Tuesday, July 14, 2015

Another article draft that I may post soon

I've recently completed another article draft, one more of the things that I've committed to do before getting back to work on my literature book.  This one was commissioned for an edited volume that is being put together by a friend at another leading law school, on issues related to timing and legislation. My book from 15 years ago, When Rules Change, is well within the topic range of the new volume, but as it happened I didn't want to return to the issues I discussed there.

While the editors have a book contract, I'm not 100% sure this is public information yet, so I will hold off on giving more details.

The piece I've written is a short one by legal standards - under 10,000 words, as indeed was specified by the invite.

Article title: "The More It Changes, The More It Stays the Same?

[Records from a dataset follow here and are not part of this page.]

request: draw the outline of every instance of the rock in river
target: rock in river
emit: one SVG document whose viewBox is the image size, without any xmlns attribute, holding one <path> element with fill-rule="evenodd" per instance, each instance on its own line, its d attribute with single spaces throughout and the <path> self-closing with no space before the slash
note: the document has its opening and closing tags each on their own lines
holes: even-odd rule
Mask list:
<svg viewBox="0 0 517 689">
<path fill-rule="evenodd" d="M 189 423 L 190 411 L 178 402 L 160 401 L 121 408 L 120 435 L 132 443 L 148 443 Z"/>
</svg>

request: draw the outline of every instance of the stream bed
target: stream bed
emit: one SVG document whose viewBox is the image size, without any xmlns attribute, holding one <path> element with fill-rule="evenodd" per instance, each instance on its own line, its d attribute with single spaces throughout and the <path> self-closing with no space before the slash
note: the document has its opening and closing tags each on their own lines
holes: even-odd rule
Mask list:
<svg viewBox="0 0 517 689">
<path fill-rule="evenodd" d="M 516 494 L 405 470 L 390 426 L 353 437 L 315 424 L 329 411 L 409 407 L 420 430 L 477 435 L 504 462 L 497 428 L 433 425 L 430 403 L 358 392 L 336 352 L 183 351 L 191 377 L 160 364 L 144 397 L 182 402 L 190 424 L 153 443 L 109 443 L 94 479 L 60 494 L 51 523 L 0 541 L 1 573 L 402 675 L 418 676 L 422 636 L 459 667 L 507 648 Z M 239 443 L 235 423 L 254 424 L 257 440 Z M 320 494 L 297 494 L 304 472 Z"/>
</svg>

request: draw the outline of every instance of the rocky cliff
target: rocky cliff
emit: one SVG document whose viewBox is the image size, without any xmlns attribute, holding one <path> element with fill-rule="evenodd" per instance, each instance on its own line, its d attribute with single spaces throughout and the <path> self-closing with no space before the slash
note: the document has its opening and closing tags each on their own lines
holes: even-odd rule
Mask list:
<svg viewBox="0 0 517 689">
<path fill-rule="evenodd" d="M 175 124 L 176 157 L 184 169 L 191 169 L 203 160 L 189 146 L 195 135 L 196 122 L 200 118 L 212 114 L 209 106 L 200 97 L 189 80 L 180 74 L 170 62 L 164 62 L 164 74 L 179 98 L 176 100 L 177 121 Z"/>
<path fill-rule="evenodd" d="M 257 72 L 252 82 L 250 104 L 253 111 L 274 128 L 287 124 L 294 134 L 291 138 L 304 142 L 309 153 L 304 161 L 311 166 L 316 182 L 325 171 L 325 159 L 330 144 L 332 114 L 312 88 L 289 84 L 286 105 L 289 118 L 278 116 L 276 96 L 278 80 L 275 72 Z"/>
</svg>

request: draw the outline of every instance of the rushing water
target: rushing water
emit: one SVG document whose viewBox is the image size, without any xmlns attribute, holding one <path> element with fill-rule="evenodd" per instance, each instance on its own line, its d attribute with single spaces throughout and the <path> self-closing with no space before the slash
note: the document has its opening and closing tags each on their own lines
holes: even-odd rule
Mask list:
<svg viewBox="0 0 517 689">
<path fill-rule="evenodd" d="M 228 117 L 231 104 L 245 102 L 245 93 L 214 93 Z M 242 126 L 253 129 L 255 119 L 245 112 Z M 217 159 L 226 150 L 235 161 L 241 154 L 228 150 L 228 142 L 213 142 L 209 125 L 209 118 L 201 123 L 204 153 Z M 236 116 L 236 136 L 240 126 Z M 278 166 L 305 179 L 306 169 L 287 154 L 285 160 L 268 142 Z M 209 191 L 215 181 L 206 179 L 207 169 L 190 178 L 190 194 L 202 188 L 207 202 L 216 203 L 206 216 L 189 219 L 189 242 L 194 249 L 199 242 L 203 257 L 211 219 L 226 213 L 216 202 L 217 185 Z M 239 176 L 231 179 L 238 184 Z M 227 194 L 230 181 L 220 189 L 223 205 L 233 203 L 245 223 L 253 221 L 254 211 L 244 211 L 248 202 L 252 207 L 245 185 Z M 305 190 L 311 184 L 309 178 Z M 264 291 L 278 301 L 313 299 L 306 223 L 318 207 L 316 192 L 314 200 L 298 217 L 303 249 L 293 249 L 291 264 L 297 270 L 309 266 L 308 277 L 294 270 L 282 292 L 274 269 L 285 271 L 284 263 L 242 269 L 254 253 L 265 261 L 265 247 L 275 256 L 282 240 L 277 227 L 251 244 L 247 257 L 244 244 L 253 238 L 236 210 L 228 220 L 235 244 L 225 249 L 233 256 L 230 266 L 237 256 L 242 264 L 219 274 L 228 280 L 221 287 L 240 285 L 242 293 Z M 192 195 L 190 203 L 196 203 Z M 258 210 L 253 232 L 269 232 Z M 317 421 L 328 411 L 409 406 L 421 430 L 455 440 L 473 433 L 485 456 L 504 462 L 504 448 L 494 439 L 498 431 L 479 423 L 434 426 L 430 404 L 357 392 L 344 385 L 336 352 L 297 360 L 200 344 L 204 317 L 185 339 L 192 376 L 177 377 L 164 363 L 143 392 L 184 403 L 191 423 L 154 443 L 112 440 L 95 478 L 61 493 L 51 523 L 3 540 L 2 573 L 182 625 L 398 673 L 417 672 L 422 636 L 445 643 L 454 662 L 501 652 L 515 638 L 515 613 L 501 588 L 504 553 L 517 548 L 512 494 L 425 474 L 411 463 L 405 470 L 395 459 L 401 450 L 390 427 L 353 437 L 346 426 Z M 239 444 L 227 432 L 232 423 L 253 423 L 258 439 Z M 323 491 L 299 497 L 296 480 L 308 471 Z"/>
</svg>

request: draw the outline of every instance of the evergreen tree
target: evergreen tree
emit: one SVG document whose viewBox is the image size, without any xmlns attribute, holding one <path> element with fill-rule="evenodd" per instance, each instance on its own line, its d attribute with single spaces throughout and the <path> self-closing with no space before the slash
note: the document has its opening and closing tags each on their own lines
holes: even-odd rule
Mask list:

Automatic Indexing and Current Policy."

Opening sentence: "The ancient Greek philosopher Heraclitus famously remarked that you cannot step into the same river twice, to which a disciple supposedly replied that you cannot do so even once."

My topic is automatic adjustment rules in the income tax and Social Security.  E.g., apart from inflation indexing in both, I discuss such automatic indexing possibilities (or actualities) as:

--In the income tax, indexing the rate brackets to prevent real bracket creep, or to respond to vertical distributional changes via the "Rising Tide Tax System," or to provide automatic tax smoothing when a measure of the fiscal imbalance changes.

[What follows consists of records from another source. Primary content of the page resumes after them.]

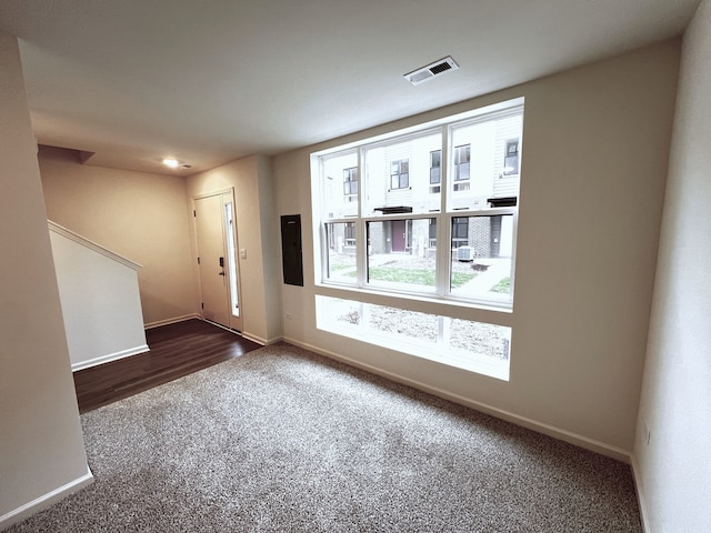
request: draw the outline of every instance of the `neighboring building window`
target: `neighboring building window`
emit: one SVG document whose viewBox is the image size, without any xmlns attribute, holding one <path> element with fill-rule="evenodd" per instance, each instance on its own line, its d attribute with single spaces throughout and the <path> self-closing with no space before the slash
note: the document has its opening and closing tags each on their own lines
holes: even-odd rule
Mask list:
<svg viewBox="0 0 711 533">
<path fill-rule="evenodd" d="M 358 200 L 358 167 L 343 169 L 343 195 L 347 202 Z"/>
<path fill-rule="evenodd" d="M 452 248 L 469 244 L 469 218 L 454 217 L 452 219 Z"/>
<path fill-rule="evenodd" d="M 353 222 L 348 222 L 343 227 L 343 243 L 347 247 L 356 245 L 356 224 Z"/>
<path fill-rule="evenodd" d="M 429 247 L 437 248 L 437 220 L 430 220 Z"/>
<path fill-rule="evenodd" d="M 430 192 L 440 192 L 442 182 L 442 151 L 430 152 Z"/>
<path fill-rule="evenodd" d="M 410 187 L 410 162 L 400 159 L 390 163 L 390 189 L 407 189 Z"/>
<path fill-rule="evenodd" d="M 503 159 L 503 175 L 512 175 L 519 173 L 519 140 L 510 139 L 507 141 L 507 154 Z"/>
<path fill-rule="evenodd" d="M 454 190 L 468 191 L 471 167 L 471 144 L 454 148 Z"/>
</svg>

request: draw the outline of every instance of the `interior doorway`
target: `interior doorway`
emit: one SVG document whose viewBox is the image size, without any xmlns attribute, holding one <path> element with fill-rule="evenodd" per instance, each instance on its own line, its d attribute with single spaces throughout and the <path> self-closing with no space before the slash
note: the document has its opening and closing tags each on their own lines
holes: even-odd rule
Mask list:
<svg viewBox="0 0 711 533">
<path fill-rule="evenodd" d="M 242 331 L 232 191 L 193 199 L 202 318 Z"/>
</svg>

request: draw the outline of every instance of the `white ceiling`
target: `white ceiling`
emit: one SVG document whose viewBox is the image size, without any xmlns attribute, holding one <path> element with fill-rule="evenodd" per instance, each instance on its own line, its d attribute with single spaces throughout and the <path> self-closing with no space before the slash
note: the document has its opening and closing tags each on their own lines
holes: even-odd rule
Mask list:
<svg viewBox="0 0 711 533">
<path fill-rule="evenodd" d="M 38 142 L 190 174 L 680 34 L 699 0 L 0 0 Z M 447 56 L 460 69 L 402 76 Z M 172 155 L 191 164 L 169 171 Z"/>
</svg>

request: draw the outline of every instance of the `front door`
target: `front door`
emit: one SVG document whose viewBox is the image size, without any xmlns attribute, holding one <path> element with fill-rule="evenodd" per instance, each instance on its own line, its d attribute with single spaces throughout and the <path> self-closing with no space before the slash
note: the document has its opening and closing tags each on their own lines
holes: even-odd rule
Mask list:
<svg viewBox="0 0 711 533">
<path fill-rule="evenodd" d="M 393 220 L 391 222 L 392 251 L 404 252 L 405 244 L 405 223 L 404 220 Z"/>
<path fill-rule="evenodd" d="M 202 316 L 242 330 L 232 193 L 194 199 Z"/>
</svg>

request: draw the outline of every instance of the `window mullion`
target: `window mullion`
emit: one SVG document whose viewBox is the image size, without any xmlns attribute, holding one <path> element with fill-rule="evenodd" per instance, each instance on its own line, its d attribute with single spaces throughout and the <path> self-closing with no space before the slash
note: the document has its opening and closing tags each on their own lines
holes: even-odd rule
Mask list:
<svg viewBox="0 0 711 533">
<path fill-rule="evenodd" d="M 368 272 L 368 235 L 363 212 L 365 210 L 368 190 L 368 173 L 365 172 L 365 149 L 358 150 L 358 219 L 356 221 L 356 280 L 359 286 L 364 286 Z"/>
<path fill-rule="evenodd" d="M 435 260 L 435 293 L 444 296 L 449 293 L 449 276 L 451 251 L 450 229 L 447 215 L 449 195 L 449 169 L 450 169 L 450 129 L 442 127 L 442 154 L 440 158 L 440 212 L 437 215 L 437 260 Z"/>
</svg>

--In Social Security, disputes over how to measure inflation for indexing purposes, wage indexing in actual Social Security, and proposals to index the normal retirement age for life expectancy changes.

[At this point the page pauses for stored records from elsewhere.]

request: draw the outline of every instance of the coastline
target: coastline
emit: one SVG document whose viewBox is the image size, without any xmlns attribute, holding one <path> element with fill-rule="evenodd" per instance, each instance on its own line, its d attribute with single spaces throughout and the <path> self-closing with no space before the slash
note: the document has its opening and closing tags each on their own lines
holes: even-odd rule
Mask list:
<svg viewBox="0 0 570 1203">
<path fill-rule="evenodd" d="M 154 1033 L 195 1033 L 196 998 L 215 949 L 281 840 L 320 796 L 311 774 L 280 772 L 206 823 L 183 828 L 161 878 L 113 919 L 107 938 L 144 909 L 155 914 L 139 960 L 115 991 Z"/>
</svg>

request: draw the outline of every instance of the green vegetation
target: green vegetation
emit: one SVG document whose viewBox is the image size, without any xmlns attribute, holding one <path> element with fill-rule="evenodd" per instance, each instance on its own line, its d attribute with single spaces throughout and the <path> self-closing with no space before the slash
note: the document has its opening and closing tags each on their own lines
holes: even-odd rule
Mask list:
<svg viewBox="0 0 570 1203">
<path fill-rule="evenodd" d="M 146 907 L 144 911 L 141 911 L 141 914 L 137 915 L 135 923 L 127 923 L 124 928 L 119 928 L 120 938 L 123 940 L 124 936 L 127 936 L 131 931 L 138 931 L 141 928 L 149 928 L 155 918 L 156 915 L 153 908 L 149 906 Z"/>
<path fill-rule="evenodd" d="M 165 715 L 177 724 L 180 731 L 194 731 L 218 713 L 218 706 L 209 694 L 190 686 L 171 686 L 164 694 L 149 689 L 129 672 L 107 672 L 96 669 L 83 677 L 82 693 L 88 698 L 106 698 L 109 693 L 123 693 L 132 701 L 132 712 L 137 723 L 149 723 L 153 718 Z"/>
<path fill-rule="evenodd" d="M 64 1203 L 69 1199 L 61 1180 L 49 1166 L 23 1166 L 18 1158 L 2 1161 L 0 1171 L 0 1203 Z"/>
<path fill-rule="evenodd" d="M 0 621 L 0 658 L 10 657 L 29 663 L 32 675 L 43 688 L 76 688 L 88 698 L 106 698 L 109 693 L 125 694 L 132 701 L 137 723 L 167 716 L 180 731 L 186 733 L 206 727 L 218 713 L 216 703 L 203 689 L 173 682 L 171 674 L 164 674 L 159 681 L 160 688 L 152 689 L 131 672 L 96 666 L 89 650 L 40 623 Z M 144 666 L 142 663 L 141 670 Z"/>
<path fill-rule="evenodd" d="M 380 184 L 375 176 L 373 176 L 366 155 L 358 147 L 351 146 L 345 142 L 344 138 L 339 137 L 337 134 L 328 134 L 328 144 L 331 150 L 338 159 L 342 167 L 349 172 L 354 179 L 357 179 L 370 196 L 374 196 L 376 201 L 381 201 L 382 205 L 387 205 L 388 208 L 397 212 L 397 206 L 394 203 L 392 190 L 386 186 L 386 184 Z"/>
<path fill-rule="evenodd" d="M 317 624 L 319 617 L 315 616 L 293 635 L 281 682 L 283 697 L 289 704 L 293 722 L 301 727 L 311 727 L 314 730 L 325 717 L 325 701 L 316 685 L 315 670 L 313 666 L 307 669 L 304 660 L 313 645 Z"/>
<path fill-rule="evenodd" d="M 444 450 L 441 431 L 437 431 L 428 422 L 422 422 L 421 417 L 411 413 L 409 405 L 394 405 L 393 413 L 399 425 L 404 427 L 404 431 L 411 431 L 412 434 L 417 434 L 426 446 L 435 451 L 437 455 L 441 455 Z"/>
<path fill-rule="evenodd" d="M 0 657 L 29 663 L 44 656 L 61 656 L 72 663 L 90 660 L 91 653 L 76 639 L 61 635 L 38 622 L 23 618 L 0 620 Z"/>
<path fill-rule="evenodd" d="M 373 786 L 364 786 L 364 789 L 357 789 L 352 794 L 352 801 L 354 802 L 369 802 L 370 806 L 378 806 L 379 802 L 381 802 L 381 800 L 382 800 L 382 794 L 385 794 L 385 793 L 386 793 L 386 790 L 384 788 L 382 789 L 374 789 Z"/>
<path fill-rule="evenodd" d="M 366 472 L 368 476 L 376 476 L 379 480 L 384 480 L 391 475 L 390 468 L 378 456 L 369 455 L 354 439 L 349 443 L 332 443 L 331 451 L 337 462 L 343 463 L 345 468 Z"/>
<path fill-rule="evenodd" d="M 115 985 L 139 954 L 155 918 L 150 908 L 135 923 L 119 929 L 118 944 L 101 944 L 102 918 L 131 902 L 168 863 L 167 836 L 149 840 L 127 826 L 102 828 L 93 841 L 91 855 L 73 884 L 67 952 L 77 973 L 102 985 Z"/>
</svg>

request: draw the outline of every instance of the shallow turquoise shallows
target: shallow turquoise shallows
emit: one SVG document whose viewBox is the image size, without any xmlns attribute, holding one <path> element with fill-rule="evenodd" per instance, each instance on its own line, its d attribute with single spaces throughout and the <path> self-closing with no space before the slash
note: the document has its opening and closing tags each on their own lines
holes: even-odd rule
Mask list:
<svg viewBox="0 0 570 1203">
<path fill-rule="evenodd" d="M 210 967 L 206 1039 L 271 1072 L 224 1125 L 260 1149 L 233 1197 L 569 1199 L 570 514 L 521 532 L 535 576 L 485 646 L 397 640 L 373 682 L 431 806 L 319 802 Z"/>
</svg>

The aim here is conceptual, rather than to endorse specific proposals.  E.g., I discuss indexing's general appropriateness (I consider it just fine if one happens to agree with the policy it advances), the difficulty of defining current policy if that is what one is trying to maintain, and the links between particular proposals that might be debated on seemingly technical grounds and separately conceived policy preferences that might lead one either to support or oppose them.